The Corner

Where the Gun Owners Are

When John Cook published the names of New York City’s gun owners last week, he unwittingly gave those who ask with incredulity, “how could you be against a gun-owners registry” a one word answer: “Gawker.” His trick, however, was derivative: the Journal News had done the same thing on December 23. And, per the Daily Mail, in consequence:

At least two burglars broke into a house in White Plains, New York, on Saturday and headed straight for the gun safe.

This address and the owner’s name, registered on a permit for legally held firearms, had been published on the controversial gun map published by the Journal News on December 23.

The burglars couldn’t open the safe and the property owner wasn’t home. But this incident has led to speculation that the map is now being used by criminals for targeted gun theft.

It is beyond me why one would need to know who owns guns in their area, unless one thinks that those who go to the trouble of registering their firearms represent an immediate threat. (Hint: They don’t.) In truth, all that the Journal News achieved was to give local criminals a list of where a collection of valuable items are kept. For all the good it did, the paper might as well have announced where the widescreen televisions and expensive cars are housed.

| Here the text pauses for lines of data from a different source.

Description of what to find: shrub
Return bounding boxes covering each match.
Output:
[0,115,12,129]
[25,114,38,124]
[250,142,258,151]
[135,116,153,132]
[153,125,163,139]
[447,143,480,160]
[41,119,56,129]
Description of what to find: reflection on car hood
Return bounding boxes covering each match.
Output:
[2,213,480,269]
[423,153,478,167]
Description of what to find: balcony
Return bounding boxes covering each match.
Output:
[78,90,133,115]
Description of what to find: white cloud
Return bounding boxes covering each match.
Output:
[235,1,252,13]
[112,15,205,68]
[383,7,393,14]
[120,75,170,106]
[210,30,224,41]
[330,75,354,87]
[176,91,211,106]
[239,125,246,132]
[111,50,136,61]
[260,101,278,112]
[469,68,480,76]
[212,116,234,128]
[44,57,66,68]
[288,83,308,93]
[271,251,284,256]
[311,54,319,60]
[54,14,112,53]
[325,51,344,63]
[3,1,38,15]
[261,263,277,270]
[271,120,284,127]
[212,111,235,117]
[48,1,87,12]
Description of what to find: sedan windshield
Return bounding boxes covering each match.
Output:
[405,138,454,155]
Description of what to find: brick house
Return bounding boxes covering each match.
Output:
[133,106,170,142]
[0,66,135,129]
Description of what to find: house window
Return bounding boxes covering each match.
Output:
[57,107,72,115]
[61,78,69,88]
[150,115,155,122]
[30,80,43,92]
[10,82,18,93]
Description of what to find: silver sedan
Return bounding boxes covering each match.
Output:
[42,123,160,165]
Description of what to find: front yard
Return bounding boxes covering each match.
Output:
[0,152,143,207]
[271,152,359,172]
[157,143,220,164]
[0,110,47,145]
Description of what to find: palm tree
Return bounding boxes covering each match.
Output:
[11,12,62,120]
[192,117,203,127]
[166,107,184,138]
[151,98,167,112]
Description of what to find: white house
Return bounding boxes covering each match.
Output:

There really is no good reason whatsoever that this information needs to be in the public domain. (Or, for that matter, to be collected in the first place — but that’s a separate argument.) That it is in the public domain is one reason why so many people are skeptical of government keeping tabs on them for exercising their basic rights, especially given the self-evident truth that criminals are rather unlikely to add their names to the rolls. As usual, it is precisely the people who are not a problem for society that end up being tracked and having their privacy compromised. ’Twas ever thus.